EngineTransactions

Transactions PREVIEW

In Distributed Query Processing (DQP) engines like Kubling, transactions are essential for ensuring data consistency, reliability, and correctness when executing queries across multiple data sources or nodes in a distributed system. As mentioned here, DQP refers to the process of breaking down a query into multiple independent tasks, allowing parallel processing and eventual result aggregation.

Kubling supports both stateful and stateless data sources, which introduces challenges when managing transactions for stateless sources. This is particularly complex when a data source is implemented programmatically, as with Script Document Data Sources.

Data sources in Kubling can be broadly categorized into two main groups:

  • TX Data Sources: These support native transactions, meaning they handle transaction management at the origin. Examples include MySQL and PostgreSQL.

  • Non-TX Data Sources: These do not support transactions, like Redis, Cassandra, and most APIs.

This distinction can conflict with one of Kubling’s core principles: the ability to federate heterogeneous data sources seamlessly, including within transactional contexts.

Starting from version 25.3, Kubling addresses this by introducing connection-level transaction support, regardless of the underlying data source. However, this approach introduces some important considerations for developers and users, which are explained in the following sections.


Why Transactions?

In an era where eventual consistency has become the default approach for many distributed systems, the importance of transactions is often downplayed or overlooked. However, transactions still play a critical role in maintaining data integrity, reliability, and operational simplicity, even in distributed environments.

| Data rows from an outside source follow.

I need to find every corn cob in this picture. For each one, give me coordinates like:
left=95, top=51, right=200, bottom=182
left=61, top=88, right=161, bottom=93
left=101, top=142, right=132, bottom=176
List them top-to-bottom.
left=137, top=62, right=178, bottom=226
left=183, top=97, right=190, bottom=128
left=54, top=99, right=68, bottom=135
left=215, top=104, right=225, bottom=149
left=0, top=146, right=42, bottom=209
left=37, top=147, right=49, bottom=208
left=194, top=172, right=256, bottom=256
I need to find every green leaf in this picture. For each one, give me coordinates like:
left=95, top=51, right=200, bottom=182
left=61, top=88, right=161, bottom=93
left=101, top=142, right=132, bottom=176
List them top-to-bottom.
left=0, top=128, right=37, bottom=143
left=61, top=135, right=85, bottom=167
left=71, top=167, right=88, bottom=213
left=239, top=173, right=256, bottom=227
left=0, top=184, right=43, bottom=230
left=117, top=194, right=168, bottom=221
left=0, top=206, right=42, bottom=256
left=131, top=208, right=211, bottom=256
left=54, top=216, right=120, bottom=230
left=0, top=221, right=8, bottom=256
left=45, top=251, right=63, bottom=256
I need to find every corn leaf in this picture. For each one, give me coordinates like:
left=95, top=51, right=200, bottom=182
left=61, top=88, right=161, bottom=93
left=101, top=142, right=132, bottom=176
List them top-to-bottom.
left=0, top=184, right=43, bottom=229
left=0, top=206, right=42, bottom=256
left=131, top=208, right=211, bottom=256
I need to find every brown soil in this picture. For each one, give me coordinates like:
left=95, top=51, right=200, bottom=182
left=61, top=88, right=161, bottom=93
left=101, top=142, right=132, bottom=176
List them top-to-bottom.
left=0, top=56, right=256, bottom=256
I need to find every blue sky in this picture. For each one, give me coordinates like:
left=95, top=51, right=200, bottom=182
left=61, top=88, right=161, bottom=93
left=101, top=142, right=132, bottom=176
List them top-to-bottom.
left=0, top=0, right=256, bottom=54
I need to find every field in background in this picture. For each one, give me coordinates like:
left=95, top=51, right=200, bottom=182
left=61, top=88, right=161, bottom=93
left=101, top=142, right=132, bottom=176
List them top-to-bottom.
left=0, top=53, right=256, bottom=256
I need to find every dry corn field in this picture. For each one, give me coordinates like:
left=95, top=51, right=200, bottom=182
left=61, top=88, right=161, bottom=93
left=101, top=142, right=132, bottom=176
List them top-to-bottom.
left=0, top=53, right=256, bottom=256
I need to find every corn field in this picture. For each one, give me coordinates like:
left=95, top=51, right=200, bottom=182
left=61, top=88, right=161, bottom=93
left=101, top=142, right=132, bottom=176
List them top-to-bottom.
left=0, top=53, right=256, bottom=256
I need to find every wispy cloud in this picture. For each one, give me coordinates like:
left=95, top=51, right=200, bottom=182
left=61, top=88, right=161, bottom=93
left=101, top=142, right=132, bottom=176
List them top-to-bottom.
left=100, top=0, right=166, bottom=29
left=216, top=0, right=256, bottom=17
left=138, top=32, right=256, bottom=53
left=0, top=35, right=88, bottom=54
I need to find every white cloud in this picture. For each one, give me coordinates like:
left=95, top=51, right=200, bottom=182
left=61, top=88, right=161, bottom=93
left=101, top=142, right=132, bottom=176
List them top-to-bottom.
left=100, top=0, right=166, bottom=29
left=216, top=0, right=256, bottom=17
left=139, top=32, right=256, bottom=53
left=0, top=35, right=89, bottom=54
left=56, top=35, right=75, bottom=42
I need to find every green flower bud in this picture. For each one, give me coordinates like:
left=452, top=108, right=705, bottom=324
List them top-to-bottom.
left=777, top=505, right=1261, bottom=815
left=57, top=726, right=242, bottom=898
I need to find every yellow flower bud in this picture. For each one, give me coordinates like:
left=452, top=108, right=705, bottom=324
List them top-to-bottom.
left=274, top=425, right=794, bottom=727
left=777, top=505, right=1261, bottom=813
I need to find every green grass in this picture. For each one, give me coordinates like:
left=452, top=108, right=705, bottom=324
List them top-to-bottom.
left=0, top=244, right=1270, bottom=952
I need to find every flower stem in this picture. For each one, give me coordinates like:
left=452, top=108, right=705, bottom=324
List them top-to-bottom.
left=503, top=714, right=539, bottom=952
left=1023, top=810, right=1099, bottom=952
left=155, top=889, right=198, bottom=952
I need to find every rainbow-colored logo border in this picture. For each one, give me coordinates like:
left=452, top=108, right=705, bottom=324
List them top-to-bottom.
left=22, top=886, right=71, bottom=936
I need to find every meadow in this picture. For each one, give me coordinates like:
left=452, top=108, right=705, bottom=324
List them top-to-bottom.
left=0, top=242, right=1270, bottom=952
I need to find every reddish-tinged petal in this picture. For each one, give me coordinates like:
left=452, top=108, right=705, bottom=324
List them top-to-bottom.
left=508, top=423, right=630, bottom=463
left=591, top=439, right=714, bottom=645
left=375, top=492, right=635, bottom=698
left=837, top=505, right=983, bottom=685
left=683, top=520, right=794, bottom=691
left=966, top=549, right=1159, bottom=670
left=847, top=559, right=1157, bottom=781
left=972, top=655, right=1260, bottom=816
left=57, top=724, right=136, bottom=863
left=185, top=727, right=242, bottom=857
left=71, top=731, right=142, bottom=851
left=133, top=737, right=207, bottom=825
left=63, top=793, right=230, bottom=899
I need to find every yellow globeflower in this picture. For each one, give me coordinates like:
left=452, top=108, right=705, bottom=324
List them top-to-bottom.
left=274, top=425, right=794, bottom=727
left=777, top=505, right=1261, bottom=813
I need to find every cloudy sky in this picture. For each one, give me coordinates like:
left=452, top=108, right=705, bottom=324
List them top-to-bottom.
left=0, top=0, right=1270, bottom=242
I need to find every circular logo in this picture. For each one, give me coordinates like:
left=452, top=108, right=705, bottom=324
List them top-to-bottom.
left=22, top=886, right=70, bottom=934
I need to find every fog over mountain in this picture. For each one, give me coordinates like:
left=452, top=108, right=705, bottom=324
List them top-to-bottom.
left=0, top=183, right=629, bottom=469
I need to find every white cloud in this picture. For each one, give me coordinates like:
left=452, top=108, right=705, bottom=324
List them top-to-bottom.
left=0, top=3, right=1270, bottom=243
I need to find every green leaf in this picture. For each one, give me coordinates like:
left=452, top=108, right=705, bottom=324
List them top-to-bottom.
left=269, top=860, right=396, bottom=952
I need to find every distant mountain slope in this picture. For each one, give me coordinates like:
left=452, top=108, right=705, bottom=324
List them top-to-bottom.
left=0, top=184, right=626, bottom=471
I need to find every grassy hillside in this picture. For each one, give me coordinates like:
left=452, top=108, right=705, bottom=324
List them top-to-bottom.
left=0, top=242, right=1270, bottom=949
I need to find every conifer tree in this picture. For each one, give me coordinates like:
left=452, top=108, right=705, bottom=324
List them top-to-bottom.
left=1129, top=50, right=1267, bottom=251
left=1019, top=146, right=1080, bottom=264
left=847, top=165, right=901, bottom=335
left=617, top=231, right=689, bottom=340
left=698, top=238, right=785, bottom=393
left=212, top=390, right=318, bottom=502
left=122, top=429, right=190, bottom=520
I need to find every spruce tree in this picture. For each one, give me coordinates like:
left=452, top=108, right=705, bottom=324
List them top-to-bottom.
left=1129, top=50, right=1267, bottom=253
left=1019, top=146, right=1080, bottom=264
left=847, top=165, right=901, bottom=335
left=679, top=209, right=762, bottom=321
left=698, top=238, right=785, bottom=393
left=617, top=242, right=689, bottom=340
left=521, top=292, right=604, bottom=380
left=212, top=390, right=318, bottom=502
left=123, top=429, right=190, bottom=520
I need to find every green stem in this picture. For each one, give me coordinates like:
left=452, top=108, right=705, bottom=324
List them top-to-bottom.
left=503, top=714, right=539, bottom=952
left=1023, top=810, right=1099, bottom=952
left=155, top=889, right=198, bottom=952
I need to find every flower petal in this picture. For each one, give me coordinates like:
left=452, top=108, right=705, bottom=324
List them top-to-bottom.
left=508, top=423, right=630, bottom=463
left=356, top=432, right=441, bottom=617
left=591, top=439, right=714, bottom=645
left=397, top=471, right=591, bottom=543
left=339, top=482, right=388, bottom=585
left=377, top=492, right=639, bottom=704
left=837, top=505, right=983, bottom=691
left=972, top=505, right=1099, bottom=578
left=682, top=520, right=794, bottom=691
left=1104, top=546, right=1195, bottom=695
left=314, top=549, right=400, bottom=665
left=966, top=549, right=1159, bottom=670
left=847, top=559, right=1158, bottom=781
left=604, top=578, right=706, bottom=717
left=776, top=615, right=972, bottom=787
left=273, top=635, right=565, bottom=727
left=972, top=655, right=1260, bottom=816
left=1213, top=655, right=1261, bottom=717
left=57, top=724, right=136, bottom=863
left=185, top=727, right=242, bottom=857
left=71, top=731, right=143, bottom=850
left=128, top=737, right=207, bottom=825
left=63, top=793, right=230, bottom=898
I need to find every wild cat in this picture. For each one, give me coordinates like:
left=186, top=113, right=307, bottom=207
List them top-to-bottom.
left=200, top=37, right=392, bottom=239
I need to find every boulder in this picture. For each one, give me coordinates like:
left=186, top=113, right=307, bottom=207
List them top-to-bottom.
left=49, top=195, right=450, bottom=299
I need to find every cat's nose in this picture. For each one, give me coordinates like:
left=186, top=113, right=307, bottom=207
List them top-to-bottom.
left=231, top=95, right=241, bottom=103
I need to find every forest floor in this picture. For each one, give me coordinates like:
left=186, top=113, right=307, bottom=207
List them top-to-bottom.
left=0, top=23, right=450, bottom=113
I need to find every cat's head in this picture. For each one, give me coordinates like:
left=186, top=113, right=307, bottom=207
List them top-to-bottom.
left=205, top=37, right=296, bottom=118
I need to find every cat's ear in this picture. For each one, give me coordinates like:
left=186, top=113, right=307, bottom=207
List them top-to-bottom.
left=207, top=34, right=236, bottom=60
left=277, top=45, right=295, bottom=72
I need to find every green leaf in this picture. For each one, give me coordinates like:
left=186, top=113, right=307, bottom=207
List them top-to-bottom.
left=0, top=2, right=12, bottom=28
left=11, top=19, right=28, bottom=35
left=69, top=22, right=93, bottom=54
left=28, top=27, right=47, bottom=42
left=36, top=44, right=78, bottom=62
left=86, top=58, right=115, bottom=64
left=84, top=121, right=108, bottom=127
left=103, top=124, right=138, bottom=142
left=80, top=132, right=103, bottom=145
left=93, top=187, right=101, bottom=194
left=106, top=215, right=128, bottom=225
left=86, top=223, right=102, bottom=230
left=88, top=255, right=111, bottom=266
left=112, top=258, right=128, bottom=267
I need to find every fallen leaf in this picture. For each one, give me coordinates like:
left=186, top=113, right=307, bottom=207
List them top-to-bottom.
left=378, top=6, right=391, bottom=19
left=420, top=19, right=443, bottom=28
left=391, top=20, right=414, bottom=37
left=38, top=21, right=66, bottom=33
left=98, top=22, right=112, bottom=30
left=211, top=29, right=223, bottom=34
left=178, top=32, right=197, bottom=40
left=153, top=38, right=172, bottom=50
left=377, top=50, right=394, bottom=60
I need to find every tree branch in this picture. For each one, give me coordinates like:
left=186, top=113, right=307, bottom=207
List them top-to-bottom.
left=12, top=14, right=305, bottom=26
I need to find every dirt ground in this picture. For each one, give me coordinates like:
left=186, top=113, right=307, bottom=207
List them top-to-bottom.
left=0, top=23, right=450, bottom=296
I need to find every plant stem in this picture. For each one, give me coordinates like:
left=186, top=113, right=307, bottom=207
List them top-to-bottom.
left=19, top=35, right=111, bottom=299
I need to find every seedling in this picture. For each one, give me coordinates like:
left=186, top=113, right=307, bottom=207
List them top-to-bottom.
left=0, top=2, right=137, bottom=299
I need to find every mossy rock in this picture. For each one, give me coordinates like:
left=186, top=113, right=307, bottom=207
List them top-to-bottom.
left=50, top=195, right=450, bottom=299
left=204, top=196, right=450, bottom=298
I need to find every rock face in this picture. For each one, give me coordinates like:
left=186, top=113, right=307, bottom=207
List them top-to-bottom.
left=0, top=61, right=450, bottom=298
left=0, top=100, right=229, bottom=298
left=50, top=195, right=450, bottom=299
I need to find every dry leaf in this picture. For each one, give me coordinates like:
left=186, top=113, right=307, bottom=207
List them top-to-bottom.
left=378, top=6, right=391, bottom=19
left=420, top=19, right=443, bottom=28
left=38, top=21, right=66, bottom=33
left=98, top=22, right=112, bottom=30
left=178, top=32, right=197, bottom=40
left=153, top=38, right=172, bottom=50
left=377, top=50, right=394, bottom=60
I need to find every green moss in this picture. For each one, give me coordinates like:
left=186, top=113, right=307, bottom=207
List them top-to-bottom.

The Problem with “Eventual Consistency Glue”

The rise of decentralized platform architectures plus distributed databases like Cassandra, MongoDB, and even data streaming platforms like Kafka, has pushed organizations towards eventual consistency. While this model provides scalability and availability, it comes at the cost of increased complexity and potential data anomalies.

Many organizations attempt to bridge this gap by writing glue code to manage these consistency problems. They often resort to compensating transactions, distributed locks, or even manual reconciliation processes, which can be error-prone, difficult to maintain, and a nightmare to debug in production.

The Kubling Approach

With the introduction of Soft Transactions in version 25.3, Kubling aims to provide many of these benefits while still being compatible with distributed, non-transactional data sources like Cassandra, Redis, and APIs. This approach seeks to bridge the gap, offering a balance between the scalability of distributed systems and the data integrity guarantees of traditional databases, often requires in the operational space.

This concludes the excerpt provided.